Tuesday, May 22, 2012

Temptation

From Luke 4 - Christ's temptation

Satan sought a showdown with Christ.  Challenged him to PROVE himself.  Satan approached him at a time and area of vulnerability,  40 day fast and  very hungry.

        i.e. You may query in your mind  "You say God loves you?"
        when you've been crying out to Him  regarding some need or
        personal hurt,  where there seems to be no answer. 

That thought is not your own although it seems like it. 

How to respond?  I've found the only way is to deliberately remember the word of God and to quote it, speak it. To give God praise for his promises of love.  For this reason it's good to seek out scripture that speaks of who God is and what he's done and memorize it.  One doesn't often have a Bible handy when such thoughts come.  If you don't know a verse remind yourself actively that he gave his life for your salvation and that he has all of life, and your life, in his care.

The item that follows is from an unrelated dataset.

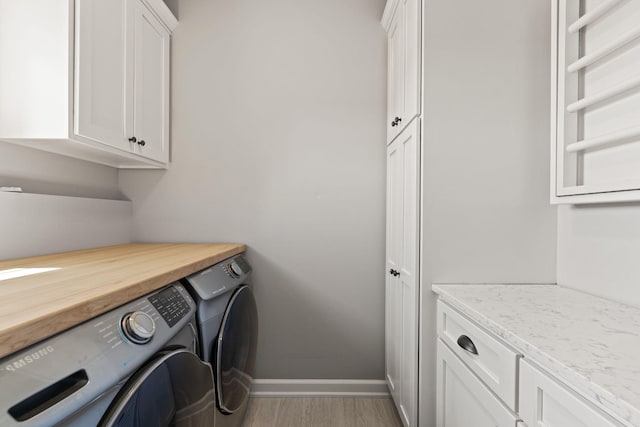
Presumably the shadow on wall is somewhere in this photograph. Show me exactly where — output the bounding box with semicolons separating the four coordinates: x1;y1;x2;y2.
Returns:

Don't enter the arena to fight such thoughts.  That is Satan's turf.  Christ could have felt spiritually strong here, from his close and unencumbered commune with his Father, but he didn't enter the arena Satan chose for him.  He chose his own arena, God's word.

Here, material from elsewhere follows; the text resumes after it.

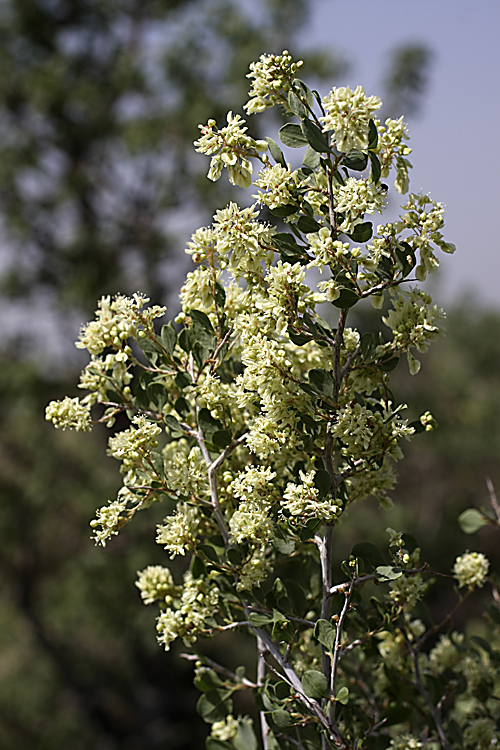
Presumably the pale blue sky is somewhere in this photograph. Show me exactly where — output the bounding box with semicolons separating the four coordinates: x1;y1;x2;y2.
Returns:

Satan left that attack with Jesus, but didn't leave the field.  He came at the attack from a different slant. This one was a challenge to take an easy out offered by Satan.  To not have to die.  It offered quick returns, instant gratification, power, wealth success and adulation, and offered to have no pain.   

That may not be our own "Hot Button".  But we have them in smaller ways:

A little spot of theft.  i.e. software
A little toying with a spot of mental infidelity
A bitty malicious gossip
A little TV watching that flouts God's stated righteousness.

All of which originate with our own desires not entrusted to God.  A feeling nobody will know, nobody sees, nobody cares. 

Christ again spoke the Word of his Father, nailing the real result.  In Satan he would not be free, he would have traded masters and this master wishes to destroy all good.

Satan changed tactics a bit.  He used the very words of God, seeking to make the action appear to  be  God's very will.

Satan tempts us often to test God's validity.  Not seeking God himself, but seeking for our will to be given to us by God.  Failing to judge the request in light of God's holiness and the righteousness of our desire.  We need to be aware that though we have our own lot of  dumb thoughts, we also have an enemy who plants thoughts in our minds.  And whether ours or his, the only answer is to run to God, fall on our knees and worship Him and seek His ways.

And there is not a temptation that will ever come to you that Christ himself did not face.  He chose the Father's way, and he died so you have  the choice in your days.